The present invention relates to an improved process for the separation of precipitated proteins in the recovery of albumin from plasma albumin-containing suspensions.

; It is known that in 1946, Cohn et al. Developed a method for fractionating human blood plasma. In the process, five major and more subfractions are obtained by varying the five variables, ethyl alcohol concentration, pH, temperature, ionic strength and protein concentration, respectively.

The procedure was of great importance because the therapeutic use of the plasma constituents isolated in this way is more economical and allows them to undergo specific therapy without the unnecessary use of whole blood plasma. This also means better use of plasma, since it is not available in unlimited quantities.

However, Cohn's alcohol fractionation is a very labor-intensive and energy-intensive process that takes 8 days to process a portion. Most operations require refrigeration and / or refrigeration equipment, large numbers of manpower, and working conditions are very uncomfortable due to high temperature differences and noisy centrifuges.

The main fractions obtained in the Cohn process were fibrinogen (fraction I), gamma globulin (fractions II and III), alpha and beta globulins (fraction IV), and finally albumin precipitated from the supernatant (V. fraction), the latter of which is obtained by enrichment (lyophilization, dissolution, filtration, stabilization, pH and concentration adjustment) of 5 to 15 and 5 to 15%, respectively, for pharmaceutical purposes. 20% albumin.

In practice, of the above products of the Cohn process, only albumin, fibrinogen and gamma-globulin have been used in medicine.

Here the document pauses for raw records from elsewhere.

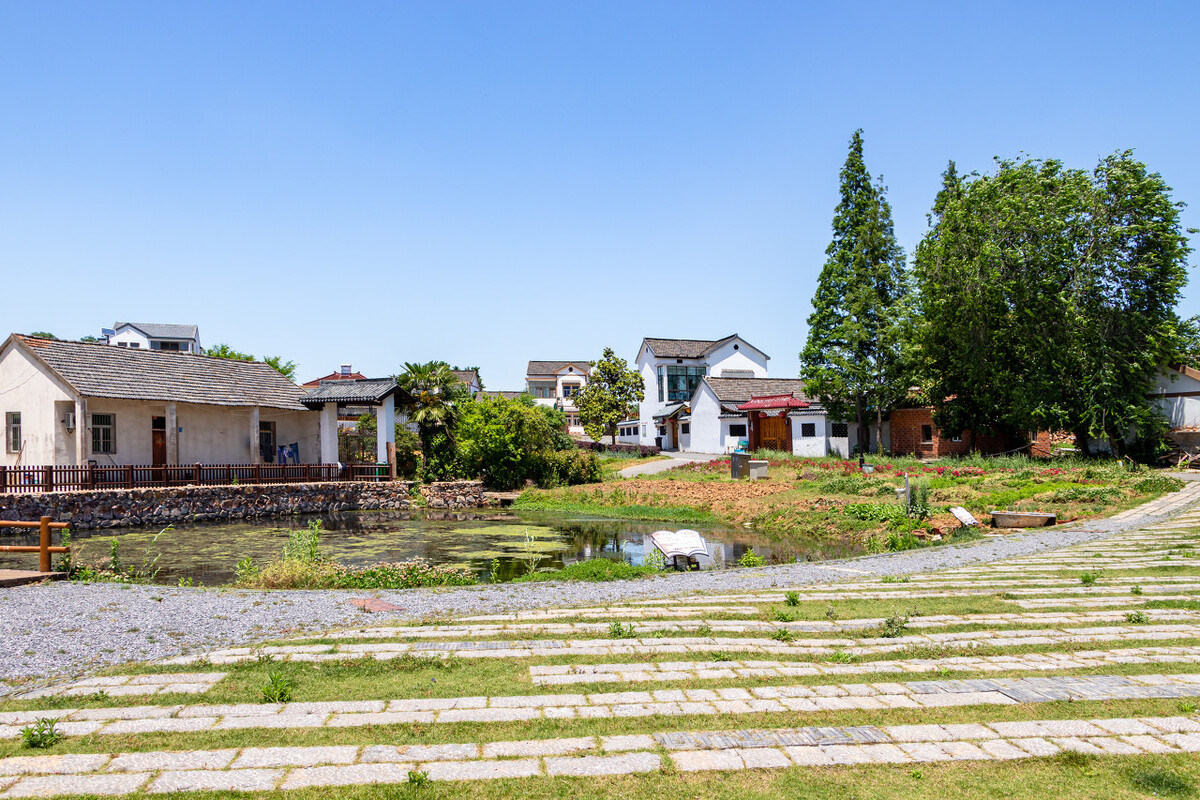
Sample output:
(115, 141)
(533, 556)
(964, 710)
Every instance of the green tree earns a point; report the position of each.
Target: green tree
(437, 397)
(1049, 298)
(286, 368)
(611, 389)
(226, 352)
(855, 356)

In practice, it has later been found that fibrinogen produced from large plasma pools has a very high risk of hepatitis 5 transmission, so that small amounts of blood cryoprecipitate are used instead.

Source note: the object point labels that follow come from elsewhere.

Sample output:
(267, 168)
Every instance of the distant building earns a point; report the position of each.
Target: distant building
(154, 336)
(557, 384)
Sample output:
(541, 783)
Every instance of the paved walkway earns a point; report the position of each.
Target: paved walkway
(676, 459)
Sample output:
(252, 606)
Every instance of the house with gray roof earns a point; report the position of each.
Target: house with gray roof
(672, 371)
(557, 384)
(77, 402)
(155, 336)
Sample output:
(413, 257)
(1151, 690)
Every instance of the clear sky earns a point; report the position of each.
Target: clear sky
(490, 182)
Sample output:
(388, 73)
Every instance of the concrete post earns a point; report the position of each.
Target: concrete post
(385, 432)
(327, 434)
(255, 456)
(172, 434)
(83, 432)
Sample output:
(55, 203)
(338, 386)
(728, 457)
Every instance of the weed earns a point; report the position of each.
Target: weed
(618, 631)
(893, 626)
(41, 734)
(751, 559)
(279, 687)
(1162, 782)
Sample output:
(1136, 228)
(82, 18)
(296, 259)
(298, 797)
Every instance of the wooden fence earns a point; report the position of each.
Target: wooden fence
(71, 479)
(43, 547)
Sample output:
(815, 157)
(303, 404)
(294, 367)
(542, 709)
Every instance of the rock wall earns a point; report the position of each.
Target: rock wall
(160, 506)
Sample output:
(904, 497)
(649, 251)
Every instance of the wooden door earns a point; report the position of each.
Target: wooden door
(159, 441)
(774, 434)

Practice has also shown that, apart from specific hyperimmune globulins, it can be found in Part II. The demand for gamma-globulin in the fraction A is also low.

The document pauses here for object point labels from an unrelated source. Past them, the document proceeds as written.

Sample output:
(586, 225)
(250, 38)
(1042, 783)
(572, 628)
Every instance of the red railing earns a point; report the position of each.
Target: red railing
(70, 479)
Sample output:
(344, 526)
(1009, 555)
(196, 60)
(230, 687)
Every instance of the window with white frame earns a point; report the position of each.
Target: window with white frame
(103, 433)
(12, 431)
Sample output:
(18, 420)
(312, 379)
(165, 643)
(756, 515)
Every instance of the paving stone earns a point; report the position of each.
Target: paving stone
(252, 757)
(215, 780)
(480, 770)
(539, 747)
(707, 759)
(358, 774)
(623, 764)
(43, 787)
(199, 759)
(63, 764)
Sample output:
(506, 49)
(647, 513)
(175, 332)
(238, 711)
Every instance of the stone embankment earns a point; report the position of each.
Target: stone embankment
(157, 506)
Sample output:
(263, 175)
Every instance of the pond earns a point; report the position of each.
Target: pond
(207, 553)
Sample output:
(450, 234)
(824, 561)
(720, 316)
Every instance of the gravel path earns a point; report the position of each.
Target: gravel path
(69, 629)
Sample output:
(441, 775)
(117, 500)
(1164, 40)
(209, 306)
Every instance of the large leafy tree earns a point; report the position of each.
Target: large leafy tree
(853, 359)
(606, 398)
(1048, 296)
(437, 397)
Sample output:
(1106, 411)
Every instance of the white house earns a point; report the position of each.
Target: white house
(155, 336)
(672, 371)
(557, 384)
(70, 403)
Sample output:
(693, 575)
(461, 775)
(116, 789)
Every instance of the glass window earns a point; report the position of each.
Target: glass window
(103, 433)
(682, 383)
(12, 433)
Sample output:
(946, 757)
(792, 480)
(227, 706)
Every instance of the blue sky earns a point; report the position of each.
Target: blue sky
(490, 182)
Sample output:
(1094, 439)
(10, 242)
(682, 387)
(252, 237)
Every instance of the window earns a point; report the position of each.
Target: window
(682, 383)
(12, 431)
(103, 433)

Therefore, in practice, out of the 5 fractions, only albumin is in fact the most valuable product, which, in turn, becomes even more expensive.

Despite all these disadvantages, the 15 Cohn method for plasma fractionation is still widely used throughout the world.

In addition, however, there has been a long history of research into lowering the cost of the process, since blood supply and blood products are largely non-profit services, and on the other hand, only a limited amount of plasma base serves growing needs.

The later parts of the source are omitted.